Many black men and women suffered similar fates under Wilson. As the historian Eric S. Yellin of the University of Richmond documents in his powerful book “Racism in the Nation’s Service,” my grandfather’s demotion was part of a systematic purge of the federal government; with Wilson’s approval, in a few short years virtually all blacks had been removed from management responsibilities, moved to menial jobs or simply dismissed.
My grandfather died before I was born, but I have learned much about his struggle — and that of other black civil servants in the federal government — from his personnel file.
. . .
Consider a letter he wrote on May 16, 1913, barely a month after his demotion. “The reputation which I have been able to acquire and maintain at considerable sacrifice,” he wrote, “is to me (foolish as it may appear to those in higher stations of life) a source of personal pride, a possession of which I am very jealous and which is possessed at a value in my estimation ranking above the loss of salary — though the last, to a man having a family of small children to rear, is serious enough.”

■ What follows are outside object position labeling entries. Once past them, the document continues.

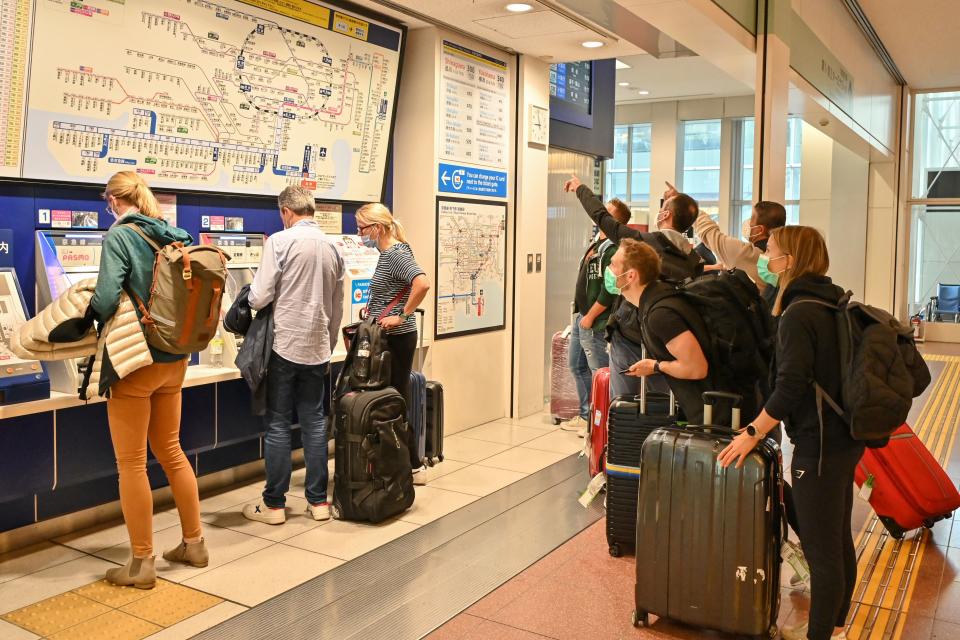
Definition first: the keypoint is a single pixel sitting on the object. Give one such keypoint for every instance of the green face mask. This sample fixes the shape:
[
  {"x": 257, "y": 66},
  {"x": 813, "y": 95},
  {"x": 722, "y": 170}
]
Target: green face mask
[
  {"x": 610, "y": 281},
  {"x": 763, "y": 270}
]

And the reply he received? His supervisor said, simply, that my grandfather was unable to “properly perform the duties required (he is too slow).” Yet there had never been any indication of this in his personnel file.
Wilson was not just a racist. He believed in white supremacy as government policy, so much so that he reversed decades of racial progress. But we would be wrong to see this as a mere policy change; in doing so, he ruined the lives of countless talented African-Americans and their families.

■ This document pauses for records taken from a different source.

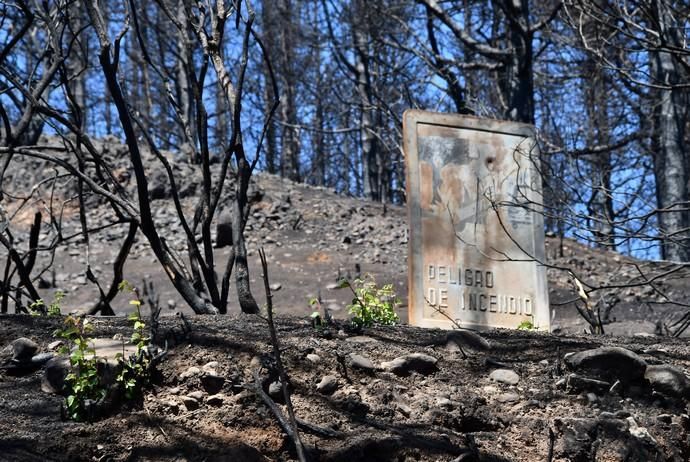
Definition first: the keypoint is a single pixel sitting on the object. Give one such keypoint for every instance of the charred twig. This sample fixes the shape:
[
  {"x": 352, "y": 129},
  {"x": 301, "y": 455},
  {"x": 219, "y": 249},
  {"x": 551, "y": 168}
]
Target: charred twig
[{"x": 290, "y": 429}]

For the full commentary, see:
GORDON J. DAVIS. “Wilson, Princeton and Race.” The New York Times (Tues., NOV. 24, 2015): A25.
(Note: ellipsis added.)
(Note: the online version of the commentary has the title “What Woodrow Wilson Cost My Grandfather.”)

The Yellin book praised in the passage quoted above, is:
Yellin, Eric S. Racism in the Nation’s Service: Government Workers and the Color Line in Woodrow Wilson’s America. Chapel Hill, NC: The University of North Carolina Press, 2013.

See also:
Patler, Nicholas. Jim Crow and the Wilson Administration: Protesting Federal Segregation in the Early Twentieth Century. Boulder, CO: University Press of Colorado, 2004.